I won't get into the philosophy of Bayesianism (partially because I don't quite understand it). The best I can do is imagine a Bayesian as a poker player: they don't consider the data in their hand (e.g., their current cards) to be random: they consider it a given, and they want to make the best predictions possible about the next cards to be drawn, conditional on the evidence in their hand. Seems reasonable enough, but it turns out this is in direct opposition to Frequentism.

Parsimony and Hierarchical Bayes


But, one nice feature about Bayesianism is that we can encode into our statistical models an old ideal from Occam: "parsimony". Basically, we say "Don't tell me a dolphin is immortal unless you have a lot of data!" Technically, we can use "hyper-prior" distributions on parameters like survival to force simplicity in lieu of strong evidence, but allow for more complex models if there is a lot of data and larger sample size.
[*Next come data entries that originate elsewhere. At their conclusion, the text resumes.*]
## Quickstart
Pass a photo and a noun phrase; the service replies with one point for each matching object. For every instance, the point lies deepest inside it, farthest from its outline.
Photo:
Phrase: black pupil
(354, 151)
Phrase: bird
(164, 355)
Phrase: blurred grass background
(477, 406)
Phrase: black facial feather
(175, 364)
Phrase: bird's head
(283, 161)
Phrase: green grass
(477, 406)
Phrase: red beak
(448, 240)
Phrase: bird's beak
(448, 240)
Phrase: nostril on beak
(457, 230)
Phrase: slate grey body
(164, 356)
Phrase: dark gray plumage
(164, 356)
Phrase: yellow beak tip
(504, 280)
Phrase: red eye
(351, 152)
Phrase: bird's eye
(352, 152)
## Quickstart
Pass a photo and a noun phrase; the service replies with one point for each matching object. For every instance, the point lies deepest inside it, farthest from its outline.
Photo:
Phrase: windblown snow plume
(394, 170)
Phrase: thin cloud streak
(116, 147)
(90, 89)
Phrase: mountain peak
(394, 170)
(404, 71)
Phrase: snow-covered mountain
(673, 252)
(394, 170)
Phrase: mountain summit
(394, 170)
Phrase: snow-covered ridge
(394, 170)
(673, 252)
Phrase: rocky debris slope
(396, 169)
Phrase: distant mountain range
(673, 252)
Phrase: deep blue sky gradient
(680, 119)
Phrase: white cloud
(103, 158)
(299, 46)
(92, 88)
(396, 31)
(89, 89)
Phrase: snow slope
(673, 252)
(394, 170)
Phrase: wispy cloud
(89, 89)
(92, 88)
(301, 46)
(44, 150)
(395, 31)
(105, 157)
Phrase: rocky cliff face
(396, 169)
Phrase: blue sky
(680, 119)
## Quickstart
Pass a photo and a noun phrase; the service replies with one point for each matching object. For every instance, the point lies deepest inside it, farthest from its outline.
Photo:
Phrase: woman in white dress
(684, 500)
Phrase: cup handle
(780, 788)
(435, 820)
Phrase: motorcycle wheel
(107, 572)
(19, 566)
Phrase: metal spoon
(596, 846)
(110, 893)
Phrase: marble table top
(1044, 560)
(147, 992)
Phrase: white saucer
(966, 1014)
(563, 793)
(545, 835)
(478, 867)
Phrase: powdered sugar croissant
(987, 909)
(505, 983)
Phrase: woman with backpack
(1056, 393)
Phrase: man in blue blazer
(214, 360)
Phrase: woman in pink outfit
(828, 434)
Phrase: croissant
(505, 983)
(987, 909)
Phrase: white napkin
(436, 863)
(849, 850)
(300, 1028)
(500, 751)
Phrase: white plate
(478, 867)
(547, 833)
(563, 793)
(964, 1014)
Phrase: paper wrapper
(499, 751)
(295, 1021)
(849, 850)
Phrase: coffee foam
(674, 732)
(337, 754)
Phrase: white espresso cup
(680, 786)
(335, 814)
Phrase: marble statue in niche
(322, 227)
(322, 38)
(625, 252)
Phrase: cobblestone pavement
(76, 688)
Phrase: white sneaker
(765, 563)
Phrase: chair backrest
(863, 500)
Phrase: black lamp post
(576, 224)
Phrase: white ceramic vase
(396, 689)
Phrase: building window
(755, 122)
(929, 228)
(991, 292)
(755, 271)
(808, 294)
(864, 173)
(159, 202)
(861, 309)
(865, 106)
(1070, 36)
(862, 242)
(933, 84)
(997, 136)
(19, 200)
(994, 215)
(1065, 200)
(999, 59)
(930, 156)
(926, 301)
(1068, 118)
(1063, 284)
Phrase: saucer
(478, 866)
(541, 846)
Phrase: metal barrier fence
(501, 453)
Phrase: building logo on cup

This is demonstrated nicely in the following animation.


Look at the red Maximum Likelihood Estimates on the Right (a Frequentist tool). They are estimating a probability p  from a series of 0-1 outcomes (like, the number of dolphins captured from N available), and this is done in parallel during 10 different "groups" (like 10 independent experiments). Notice that the ML Estimates  stay the same over a wide range of data/evidence (even though the "true" mean is around 0.5), and they vary from p=0.2 to p=1. However, the Hierarchical Bayesian posteriors (in purple) behave very differently. When the sample size is small (5 observations per group), each group is shrunk to the overall mean at 0.5. It is only as the sample size increases that each group is allowed to take on their own individual values; and eventually, with a lot of data, each groups' posterior expectation becomes nearly the same as the MLE.

This is a type of "model parsimony": with only a little bit of data, our model is simple (all groups have the same estimate, and the estimate is the group mean at 0.5). With more data, our model becomes more complex (all groups share a mean, but they can also have individual variation, each with their own parameter p).

The abuse of MLE is nicely illustrated with the following experiment: Imagine you want to estimate the fairness of a coin, but flip it only 3 times. Let's say you observed TTT (a rare event, but not impossible). The Maximum Likelihood Estimate would be that the probability of a tail is 100%, and the coin is definitely not fair. Of course, we know this is a terrible estimate and a stupid example, because we have solid prior information about the behaviour of coins. However, the sad fact is that many Dolphin Mark-Recapture researchers are making similarly stupid experiments, under small sample sizes and overally complex Frequentist models which estimate of 100% detection probability or 100% survival or 0% movement. These terrible estimates are polluting our scientific literature.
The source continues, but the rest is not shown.